Zuwanderung: Zahlen aus Chemnitz

Peter Grimm

Als in den letzten Wochen viele besorgte Journalisten an ihren Redaktionsschreibtischen die aufgeregten Nachrichten aus Chemnitz lasen, erklärten sie ihrem Publikum, wie irrational und unverständlich das abnorme Verhalten vieler Ostdeutscher, insbesondere vieler Sachsen sei. Schließlich könne sie doch nur irgendeine Störung oder tiefempfundener Fremdenhass dazu treiben, wegen der paar Zuwanderer zu protestieren und ein Problem darin zu sehen, wenn manche Migranten ihre tradierten Kontaktanbahnungs- und Konfliktaustragungsgepflogenheiten ausleben.


Gerade in Sachsen, so konnte man doch in den passenden Statistiken lesen, gebe es ja noch gar nicht so viele Ausländer, auch nicht so viele Muslime, wie in den bunteren Teilen der Bundesrepublik. Ist das bei den „besorgten Bürgern“ also nur Einbildung, fragten die besorgten Journalisten und empfahlen den besorgten Politikern, sie sollten doch die zahlreichen Organisationen und Vereine mit zusätzlichen Fördermittelmillionen bedenken, die den Sachsen immer wieder erklären, dass die Probleme, die sie sehen, gar keine sind und alles, was geschieht, letztlich auch ihr Leben irgendwie bereichern werde.

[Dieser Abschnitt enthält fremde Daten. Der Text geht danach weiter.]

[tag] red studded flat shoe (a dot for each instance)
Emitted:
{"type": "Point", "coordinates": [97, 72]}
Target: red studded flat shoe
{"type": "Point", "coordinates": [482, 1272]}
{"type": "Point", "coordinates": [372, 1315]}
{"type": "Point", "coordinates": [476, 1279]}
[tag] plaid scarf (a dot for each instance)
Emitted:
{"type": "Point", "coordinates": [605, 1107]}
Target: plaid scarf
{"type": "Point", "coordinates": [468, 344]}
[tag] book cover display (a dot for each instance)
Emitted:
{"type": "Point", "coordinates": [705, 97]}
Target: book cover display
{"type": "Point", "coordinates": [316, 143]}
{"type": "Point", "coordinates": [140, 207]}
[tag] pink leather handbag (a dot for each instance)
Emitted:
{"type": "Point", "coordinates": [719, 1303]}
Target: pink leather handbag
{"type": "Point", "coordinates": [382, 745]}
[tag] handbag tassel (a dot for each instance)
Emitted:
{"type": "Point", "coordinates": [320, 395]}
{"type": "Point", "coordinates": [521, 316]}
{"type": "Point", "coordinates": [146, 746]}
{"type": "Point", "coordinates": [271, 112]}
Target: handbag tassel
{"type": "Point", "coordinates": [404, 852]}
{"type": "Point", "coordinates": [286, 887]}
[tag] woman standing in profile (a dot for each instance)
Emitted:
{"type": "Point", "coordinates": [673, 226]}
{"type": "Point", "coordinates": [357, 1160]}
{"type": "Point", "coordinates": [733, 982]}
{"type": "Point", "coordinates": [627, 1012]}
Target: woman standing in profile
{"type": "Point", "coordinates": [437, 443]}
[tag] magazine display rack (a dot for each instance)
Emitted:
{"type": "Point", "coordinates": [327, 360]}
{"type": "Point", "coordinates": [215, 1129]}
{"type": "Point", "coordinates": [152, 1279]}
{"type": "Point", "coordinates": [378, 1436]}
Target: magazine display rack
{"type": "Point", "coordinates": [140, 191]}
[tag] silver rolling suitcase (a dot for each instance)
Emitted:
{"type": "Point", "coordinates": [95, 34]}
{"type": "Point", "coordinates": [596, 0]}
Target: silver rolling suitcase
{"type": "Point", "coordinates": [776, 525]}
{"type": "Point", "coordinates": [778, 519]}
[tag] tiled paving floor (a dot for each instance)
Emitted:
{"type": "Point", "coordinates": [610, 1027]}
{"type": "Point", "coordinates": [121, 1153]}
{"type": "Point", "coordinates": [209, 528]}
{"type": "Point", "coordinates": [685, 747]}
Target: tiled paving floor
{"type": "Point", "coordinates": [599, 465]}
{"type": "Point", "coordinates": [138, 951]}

Das gab es zwar alles schon, kam nur bei den zu Bekehrenden nicht an. Vielleicht hilft es ja, wenn man mehr vom bislang Erfolglosen anbietet. Möglicherweise bleibt es aber auch erfolglos. Eventuell sogar kontraproduktiv, weil sich die Sachsen ihre Probleme gar nicht alle einbilden. Ein ketzerischer Gedanke für manch wohlmeinenden Meinungsbildner. Zur Beruhigung dieser sei angemerkt, dass es keineswegs irgendwie „rechts“ ist, wenn man auch beunruhigende Zahlen und Fakten zur Kenntnis nimmt.
Worüber muss man sich wirklich wundern?

Doch begeben wir uns nach Chemnitz. Nein, lassen Sie uns darauf verzichten, die Geschichten der Tötung eines Chemnitzers durch Asylbewerber, der anschließenden Demonstrationen und Gegenveranstaltungen, der Hitlergrüße und vermeintlichen Hetzjagd, des Antifa-Videoclips und der Staatsaffäre noch einmal zu erzählen. Kommen wir lieber zu der Frage, ob der normale Chemnitzer vielleicht einen Grund haben könnte, die Zuwanderung der letzten Jahre als problematisch zu empfinden.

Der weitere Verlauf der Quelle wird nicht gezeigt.